One of the latest incorporated fears of the Internet itself. “If a guy by the name of SlaveMaster contacts you, do not answer,” the e-mail urges. “He has killed 56 women that he has talked to on the Internet.” The e-mail goes on in urgent capitalization to forward the message to other women (and men, just in case) and emphasizes, “This is no JOKE!!!!!!”

While the Internet is far more efficient than the heralds of days past, the truth still takes just as long and becomes just as distorted. John Edward Robinson, Internet alias “slavemaster,” was arrested June 2 after two women in the Kansas City area who had agreed to sadomasochistic sex over the Internet filed charges when the brutalization went too far. After his arrest, authorities found five barrels, each holding a woman’s body.

Find your own

You can feed your pleasure, paranoia or quest for the otherworldly by entering the sites below. Just remember the lines between the living and the dead become oh-so-fragile on All Hallows Eve.

* www.castleofspirits.com: Readers vote here for their favorite tales of fright. The Australian Web site posts stories that come from all over, including California.

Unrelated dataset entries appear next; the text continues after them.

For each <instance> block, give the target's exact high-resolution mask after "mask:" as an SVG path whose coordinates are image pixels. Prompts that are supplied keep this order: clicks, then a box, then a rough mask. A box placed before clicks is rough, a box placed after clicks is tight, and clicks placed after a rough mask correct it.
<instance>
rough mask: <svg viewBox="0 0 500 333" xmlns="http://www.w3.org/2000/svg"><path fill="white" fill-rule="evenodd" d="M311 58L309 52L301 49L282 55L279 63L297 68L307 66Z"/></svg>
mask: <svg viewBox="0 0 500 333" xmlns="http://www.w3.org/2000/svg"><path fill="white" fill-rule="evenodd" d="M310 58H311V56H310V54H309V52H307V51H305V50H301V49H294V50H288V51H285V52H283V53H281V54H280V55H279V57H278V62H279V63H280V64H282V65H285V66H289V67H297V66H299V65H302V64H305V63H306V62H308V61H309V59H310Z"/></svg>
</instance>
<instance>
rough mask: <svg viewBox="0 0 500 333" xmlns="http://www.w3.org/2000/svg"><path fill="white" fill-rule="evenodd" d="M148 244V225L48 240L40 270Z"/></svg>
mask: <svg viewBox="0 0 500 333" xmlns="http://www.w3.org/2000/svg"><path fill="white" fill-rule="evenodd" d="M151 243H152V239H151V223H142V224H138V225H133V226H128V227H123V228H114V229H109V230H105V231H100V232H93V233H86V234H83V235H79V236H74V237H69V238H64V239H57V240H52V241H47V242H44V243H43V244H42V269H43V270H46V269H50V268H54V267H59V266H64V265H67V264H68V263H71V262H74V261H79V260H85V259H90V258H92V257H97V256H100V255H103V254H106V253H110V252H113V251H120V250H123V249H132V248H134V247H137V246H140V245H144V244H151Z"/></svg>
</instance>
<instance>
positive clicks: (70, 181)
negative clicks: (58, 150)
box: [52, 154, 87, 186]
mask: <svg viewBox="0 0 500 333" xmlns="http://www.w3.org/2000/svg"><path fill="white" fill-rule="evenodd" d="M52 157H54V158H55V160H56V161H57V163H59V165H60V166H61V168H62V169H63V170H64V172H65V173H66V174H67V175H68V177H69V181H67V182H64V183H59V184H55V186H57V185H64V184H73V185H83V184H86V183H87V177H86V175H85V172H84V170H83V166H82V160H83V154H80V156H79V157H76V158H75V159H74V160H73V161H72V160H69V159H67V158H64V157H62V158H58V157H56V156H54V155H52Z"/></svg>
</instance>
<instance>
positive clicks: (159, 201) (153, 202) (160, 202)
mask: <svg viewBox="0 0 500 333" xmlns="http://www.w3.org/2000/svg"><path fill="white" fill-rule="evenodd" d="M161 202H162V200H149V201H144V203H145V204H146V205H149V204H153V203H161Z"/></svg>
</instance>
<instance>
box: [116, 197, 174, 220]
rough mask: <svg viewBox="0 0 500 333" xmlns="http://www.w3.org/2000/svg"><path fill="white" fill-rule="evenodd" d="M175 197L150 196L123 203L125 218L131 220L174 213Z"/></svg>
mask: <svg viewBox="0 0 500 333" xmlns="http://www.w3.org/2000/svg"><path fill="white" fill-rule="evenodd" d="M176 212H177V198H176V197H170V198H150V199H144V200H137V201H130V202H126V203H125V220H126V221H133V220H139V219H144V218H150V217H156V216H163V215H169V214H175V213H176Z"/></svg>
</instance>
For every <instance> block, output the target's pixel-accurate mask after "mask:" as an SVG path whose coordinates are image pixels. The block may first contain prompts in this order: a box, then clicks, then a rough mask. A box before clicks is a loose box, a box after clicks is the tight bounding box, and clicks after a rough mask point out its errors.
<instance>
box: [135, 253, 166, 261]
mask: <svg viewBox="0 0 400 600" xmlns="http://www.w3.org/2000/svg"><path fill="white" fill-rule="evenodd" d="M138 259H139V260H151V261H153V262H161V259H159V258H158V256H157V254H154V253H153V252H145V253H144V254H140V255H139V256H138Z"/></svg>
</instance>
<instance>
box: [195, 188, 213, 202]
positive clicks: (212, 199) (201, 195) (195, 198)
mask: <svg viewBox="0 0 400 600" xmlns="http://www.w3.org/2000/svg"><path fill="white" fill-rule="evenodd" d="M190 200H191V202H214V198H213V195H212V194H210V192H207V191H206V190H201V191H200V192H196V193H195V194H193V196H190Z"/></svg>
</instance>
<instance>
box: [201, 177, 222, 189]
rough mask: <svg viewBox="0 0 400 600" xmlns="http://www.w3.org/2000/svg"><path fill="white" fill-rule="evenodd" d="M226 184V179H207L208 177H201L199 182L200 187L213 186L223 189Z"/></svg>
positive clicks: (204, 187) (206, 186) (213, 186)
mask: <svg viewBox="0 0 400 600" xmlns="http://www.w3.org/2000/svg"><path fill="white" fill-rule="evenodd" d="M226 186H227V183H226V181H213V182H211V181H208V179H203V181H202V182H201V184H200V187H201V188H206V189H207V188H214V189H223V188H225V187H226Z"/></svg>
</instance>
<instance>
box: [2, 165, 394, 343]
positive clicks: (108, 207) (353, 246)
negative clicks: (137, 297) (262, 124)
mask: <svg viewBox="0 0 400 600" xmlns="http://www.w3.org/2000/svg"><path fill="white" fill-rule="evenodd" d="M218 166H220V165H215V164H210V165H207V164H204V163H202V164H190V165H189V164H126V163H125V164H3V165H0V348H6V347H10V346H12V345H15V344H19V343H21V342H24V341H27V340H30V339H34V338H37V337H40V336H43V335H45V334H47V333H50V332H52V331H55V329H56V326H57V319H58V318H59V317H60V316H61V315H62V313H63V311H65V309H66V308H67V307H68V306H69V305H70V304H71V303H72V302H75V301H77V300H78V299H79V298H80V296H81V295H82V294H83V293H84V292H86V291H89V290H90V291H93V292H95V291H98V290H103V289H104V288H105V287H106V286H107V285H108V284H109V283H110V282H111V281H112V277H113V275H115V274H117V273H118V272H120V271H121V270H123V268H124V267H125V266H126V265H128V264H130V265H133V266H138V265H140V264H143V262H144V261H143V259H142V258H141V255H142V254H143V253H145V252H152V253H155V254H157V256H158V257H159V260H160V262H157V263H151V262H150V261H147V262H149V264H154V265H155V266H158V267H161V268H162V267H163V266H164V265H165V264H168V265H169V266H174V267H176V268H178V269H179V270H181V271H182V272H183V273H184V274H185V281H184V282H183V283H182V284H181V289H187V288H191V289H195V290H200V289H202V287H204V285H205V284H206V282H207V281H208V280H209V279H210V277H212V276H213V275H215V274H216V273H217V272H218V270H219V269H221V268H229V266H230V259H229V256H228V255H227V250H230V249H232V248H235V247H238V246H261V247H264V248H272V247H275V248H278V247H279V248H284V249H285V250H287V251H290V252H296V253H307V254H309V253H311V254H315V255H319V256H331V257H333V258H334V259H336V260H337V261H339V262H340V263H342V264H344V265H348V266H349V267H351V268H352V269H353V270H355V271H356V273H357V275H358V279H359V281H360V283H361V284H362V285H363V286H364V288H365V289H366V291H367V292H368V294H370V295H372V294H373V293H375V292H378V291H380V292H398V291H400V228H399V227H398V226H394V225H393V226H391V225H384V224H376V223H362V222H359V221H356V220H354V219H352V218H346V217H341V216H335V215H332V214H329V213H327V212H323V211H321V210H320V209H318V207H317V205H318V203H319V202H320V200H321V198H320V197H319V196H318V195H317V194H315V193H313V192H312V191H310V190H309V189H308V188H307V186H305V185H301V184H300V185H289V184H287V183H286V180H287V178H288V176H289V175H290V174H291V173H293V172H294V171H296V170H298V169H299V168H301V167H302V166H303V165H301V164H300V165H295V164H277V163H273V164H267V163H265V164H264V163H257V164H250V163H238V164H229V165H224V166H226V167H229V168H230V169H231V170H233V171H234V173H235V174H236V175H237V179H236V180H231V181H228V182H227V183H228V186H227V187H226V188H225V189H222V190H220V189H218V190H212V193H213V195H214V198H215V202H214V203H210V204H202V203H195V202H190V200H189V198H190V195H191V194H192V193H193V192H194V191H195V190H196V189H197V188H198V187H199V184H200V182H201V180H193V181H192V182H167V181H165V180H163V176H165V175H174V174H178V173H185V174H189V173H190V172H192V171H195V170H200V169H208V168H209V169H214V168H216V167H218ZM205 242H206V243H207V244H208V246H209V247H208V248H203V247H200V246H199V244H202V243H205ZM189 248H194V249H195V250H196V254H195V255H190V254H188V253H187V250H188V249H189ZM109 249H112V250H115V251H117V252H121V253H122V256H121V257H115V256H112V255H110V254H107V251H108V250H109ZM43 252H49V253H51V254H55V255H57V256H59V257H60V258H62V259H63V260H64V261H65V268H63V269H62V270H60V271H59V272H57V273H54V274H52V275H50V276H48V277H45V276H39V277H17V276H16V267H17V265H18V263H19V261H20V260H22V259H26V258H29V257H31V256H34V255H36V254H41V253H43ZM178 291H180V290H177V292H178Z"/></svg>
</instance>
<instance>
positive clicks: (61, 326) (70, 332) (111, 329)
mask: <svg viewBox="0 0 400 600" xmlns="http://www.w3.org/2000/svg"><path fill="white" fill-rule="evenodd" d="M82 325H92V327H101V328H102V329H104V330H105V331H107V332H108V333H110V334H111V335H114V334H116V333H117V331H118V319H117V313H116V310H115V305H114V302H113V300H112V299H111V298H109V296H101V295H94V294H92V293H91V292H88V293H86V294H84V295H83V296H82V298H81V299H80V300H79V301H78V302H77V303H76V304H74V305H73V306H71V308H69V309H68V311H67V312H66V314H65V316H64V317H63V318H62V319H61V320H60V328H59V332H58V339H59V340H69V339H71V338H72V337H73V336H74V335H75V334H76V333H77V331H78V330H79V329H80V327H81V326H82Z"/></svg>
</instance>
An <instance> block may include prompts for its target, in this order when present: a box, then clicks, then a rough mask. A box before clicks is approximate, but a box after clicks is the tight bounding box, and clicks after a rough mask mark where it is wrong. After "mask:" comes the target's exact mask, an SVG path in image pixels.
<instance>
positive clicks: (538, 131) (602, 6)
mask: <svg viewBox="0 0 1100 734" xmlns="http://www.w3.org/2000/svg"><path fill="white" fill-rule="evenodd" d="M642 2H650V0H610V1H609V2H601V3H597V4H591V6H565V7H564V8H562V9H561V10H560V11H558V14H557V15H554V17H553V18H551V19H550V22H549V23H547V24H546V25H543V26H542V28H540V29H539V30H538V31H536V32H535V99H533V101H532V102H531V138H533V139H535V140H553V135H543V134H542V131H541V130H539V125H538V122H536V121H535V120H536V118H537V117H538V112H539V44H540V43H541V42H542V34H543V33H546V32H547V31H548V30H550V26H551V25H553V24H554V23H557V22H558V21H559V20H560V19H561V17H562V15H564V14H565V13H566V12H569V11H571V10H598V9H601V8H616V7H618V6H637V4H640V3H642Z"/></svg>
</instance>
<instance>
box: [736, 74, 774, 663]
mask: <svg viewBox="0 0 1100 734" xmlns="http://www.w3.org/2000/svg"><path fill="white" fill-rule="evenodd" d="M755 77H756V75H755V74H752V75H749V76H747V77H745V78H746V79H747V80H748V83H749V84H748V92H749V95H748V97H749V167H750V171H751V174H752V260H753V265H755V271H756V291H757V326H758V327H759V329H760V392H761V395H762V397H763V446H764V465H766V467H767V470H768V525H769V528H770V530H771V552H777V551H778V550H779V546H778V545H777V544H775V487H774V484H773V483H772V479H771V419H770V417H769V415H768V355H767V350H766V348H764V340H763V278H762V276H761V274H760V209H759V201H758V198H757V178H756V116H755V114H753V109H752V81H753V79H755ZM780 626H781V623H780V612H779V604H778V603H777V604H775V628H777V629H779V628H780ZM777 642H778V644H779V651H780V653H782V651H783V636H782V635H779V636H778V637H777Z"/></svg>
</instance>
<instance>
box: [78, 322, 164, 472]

* www.invink.com: Illinois-based Invisible Ink devotes its book catalog to nonfiction works on ghosts and haunted houses. Titles in the California section include “Ghost Stalker’s Guide to Haunted California,” “101 California Haunts” and “Haunted Alcatraz, A History of La Isla de los Alcatraces and Guide to Paranormal Activity.”

* www.ghostories.com: The Corona-based Web site charges $7 to post stories as a method of quality control. Fiction, however, is accepted.

* www.themoonlitroad.com: The path in this case is the backroads of the American South, arguably the place where the best yarns are woven.

* www.macscouter.com/Stories/GhostStories.html: One source for scout leaders, complete with details on how to ham up the storytelling.

* www.theunexplainedsite.com: The site might be down for maintenance, but it’s worth waiting for. It links to stories from news organizations such as CNN.com, the Las Vegas Sun and the Minneapolis Star Tribune about ghost tours, hauntings and ghost hunters. Blame the media.